“Thank you,” he said. “You do me too great an honor. For, in the first place, I don’t want to marry your daughter; and in the second, the jewels you speak of have already passed out of my reach and out of my knowledge altogether. I wish your daughter a better husband than I should make, the Crown jewels a better keeper than your brother, and yourself a very good evening.”
With a low but a very rapid bow, Rees darted out of the room, only just evading the grasp which the earl, beside himself with rage, would have laid upon his coat-collar. In another instant the front door slammed behind him with a noise that echoed through the house, and two minutes later still he was as much lost to the earl in the pitchy blackness of the fog as if he had left the regions of earth.
CHAPTER XIX.
While Rees Pennant and his two confederates in evil were passing an existence of feverish excitement in London, life at Carstow rippled on with the monotony of a brook in a plain. The only break that ever occurred in the quiet uniformity of Deborah’s daily duties was on the occasion of Godwin’s visits, which had become more frequent of late. He was thinking seriously of “settling down,” so he told Deborah soon after Christmas. He now spent every second Sunday at his mother’s house, and, by Deborah’s imperatively express command, had altogether given up making her his matter-of-fact offers of marriage, and spent much of his time at Carstow, away from the house.
“Settling down?” echoed Deborah, laughing, when he made this announcement. “That seems rather an odd expression to apply to yourself, Godwin. You’ve never been anything else than settled down. Now you might, with some sense, apply that term to Rees.”

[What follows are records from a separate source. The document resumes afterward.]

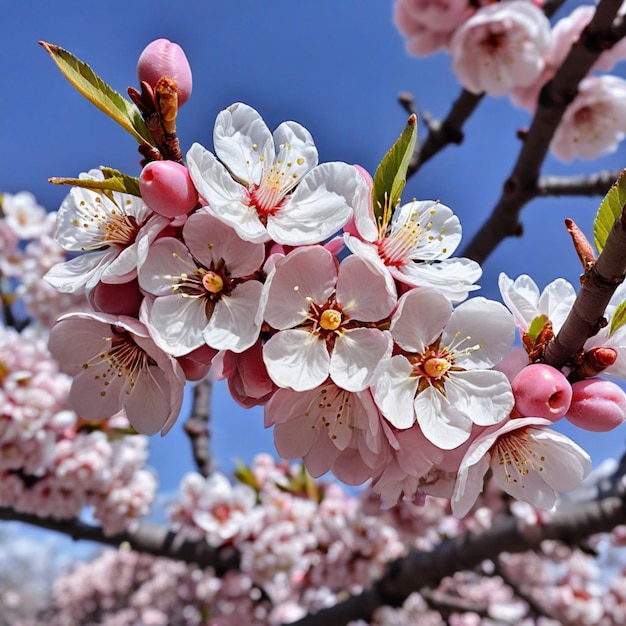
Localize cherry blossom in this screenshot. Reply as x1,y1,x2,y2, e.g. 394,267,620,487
550,75,626,161
49,313,185,435
344,185,482,301
263,246,396,391
45,170,169,293
450,0,551,96
187,102,365,246
393,0,476,56
139,210,265,356
374,288,514,450
452,417,591,517
498,273,576,334
265,381,382,485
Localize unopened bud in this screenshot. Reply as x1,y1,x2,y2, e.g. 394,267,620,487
137,39,192,106
511,363,572,422
139,161,198,217
565,378,626,432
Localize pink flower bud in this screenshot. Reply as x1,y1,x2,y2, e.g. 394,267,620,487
565,378,626,432
139,161,198,217
137,39,192,106
511,363,572,422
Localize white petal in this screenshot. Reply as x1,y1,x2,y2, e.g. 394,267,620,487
44,248,117,293
330,328,392,391
389,257,483,302
267,163,361,246
441,297,515,369
445,370,515,426
337,255,396,322
139,237,198,296
263,330,330,391
183,211,265,277
390,289,452,353
265,246,337,330
213,102,275,183
147,294,208,356
413,387,472,450
373,355,419,428
203,280,263,353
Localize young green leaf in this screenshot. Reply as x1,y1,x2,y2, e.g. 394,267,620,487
48,167,141,197
39,41,154,145
593,169,626,252
609,302,626,337
372,115,417,220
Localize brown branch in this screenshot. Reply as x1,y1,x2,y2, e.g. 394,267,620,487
544,199,626,369
0,507,239,576
462,0,622,263
292,481,626,626
533,170,621,197
398,89,485,179
184,376,214,478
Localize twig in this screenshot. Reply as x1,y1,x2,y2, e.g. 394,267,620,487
534,170,621,196
0,507,239,576
544,200,626,369
462,0,622,263
292,472,626,626
184,376,214,478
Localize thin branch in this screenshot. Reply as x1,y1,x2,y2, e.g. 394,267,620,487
462,0,622,263
292,472,626,626
398,89,485,178
184,376,214,478
0,507,239,576
534,170,621,196
544,199,626,369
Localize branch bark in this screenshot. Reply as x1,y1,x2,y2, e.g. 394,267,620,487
0,507,239,576
462,0,622,263
184,376,214,478
291,472,626,626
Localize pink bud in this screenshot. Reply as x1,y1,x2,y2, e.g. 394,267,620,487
565,378,626,432
511,363,572,422
137,39,192,106
139,161,198,217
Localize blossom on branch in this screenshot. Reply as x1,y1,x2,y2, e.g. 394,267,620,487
187,102,364,246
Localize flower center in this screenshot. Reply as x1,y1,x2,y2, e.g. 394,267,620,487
248,143,304,218
422,357,452,378
377,202,435,267
83,326,156,398
320,309,341,330
202,272,224,293
493,429,545,487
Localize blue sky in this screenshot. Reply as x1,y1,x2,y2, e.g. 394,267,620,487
0,0,626,498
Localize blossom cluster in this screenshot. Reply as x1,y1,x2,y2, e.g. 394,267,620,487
0,327,157,533
36,36,626,516
394,0,626,161
20,455,626,626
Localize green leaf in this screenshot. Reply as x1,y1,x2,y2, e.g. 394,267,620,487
372,115,417,221
593,169,626,252
39,41,155,145
526,315,548,341
609,302,626,337
48,167,141,198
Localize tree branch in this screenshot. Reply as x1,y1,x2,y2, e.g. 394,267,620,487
0,507,239,576
534,170,621,196
544,197,626,369
292,470,626,626
462,0,622,263
184,376,214,478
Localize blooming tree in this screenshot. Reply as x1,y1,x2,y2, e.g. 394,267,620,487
0,0,626,626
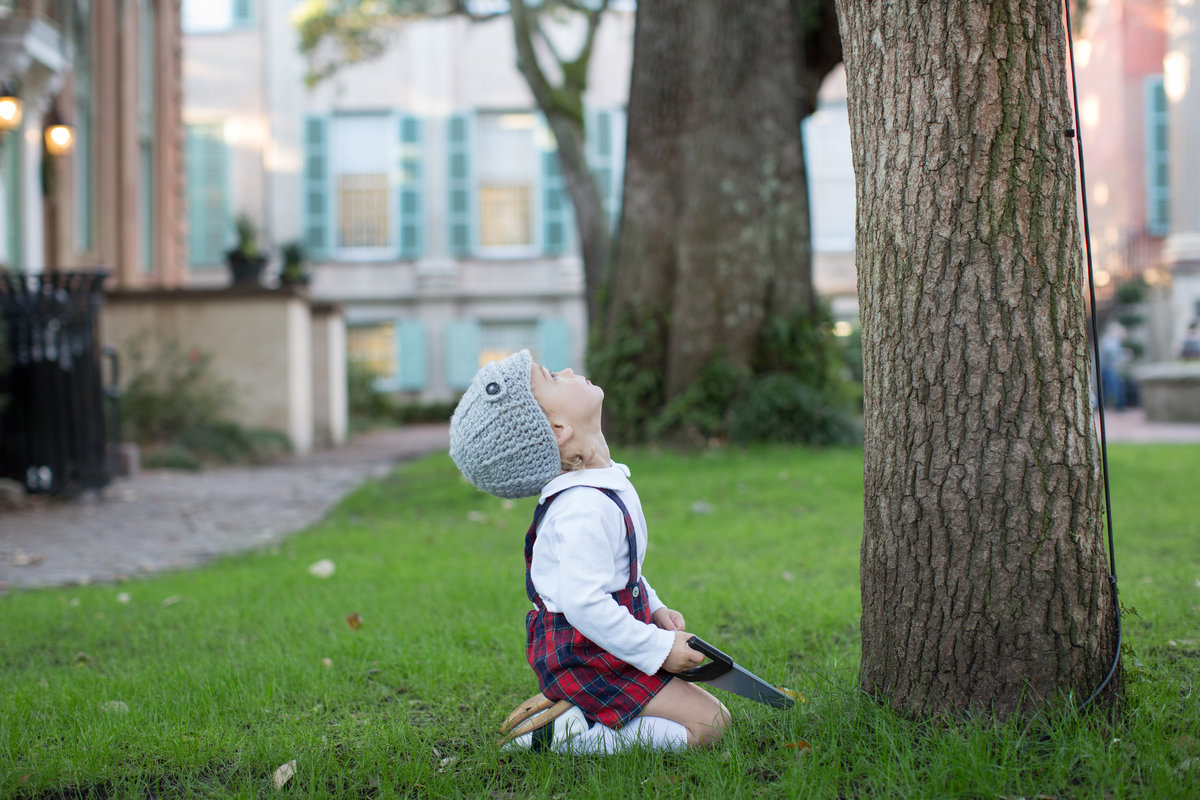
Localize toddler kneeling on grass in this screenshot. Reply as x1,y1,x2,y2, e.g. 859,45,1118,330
450,350,730,753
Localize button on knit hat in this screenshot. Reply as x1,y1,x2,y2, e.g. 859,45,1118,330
450,350,563,498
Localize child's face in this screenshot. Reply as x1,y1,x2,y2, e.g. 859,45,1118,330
529,363,604,431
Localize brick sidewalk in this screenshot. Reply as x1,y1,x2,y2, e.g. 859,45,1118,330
0,425,449,590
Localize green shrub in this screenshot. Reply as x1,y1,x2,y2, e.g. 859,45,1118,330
730,373,863,445
121,337,234,444
121,337,290,470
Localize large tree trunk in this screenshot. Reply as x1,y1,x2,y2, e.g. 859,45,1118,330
601,0,814,424
838,0,1120,717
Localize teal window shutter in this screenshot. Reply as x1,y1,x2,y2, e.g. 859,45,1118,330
233,0,254,28
396,114,425,260
584,110,624,227
446,114,475,257
186,125,233,266
304,116,330,259
445,319,481,391
541,131,571,255
396,319,430,392
538,317,571,369
608,109,629,230
1144,76,1171,236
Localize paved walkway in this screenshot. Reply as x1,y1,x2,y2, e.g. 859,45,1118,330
0,409,1200,591
0,425,449,591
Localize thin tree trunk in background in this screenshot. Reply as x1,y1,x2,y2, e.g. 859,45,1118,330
601,0,814,407
838,0,1120,717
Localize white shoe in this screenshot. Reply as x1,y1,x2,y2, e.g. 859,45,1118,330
500,700,588,753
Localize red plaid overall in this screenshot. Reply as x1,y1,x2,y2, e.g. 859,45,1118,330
526,487,671,728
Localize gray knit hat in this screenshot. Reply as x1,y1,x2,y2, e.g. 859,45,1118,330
450,350,563,498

“Rees, Rees, Rees,” repeated Godwin, impatiently. “You don’t mean to say that after all this time, you have Rees as much on the brain as ever.”
“ ‘Out of sight’ is not ‘out of mind’ with us women,” answered Deborah, didactically.
“Not when you live in the country, perhaps. If you lived in a big town you’d learn better how to rate people at their proper value.”
“And you would go up, you think, and poor Rees down?”
“Certainly, if you used the educational advantages of town life as you ought. But to come back to the point—when I say I intend to settle down, I mean to marry. I didn’t tell you about it before, because I knew it would distress you.”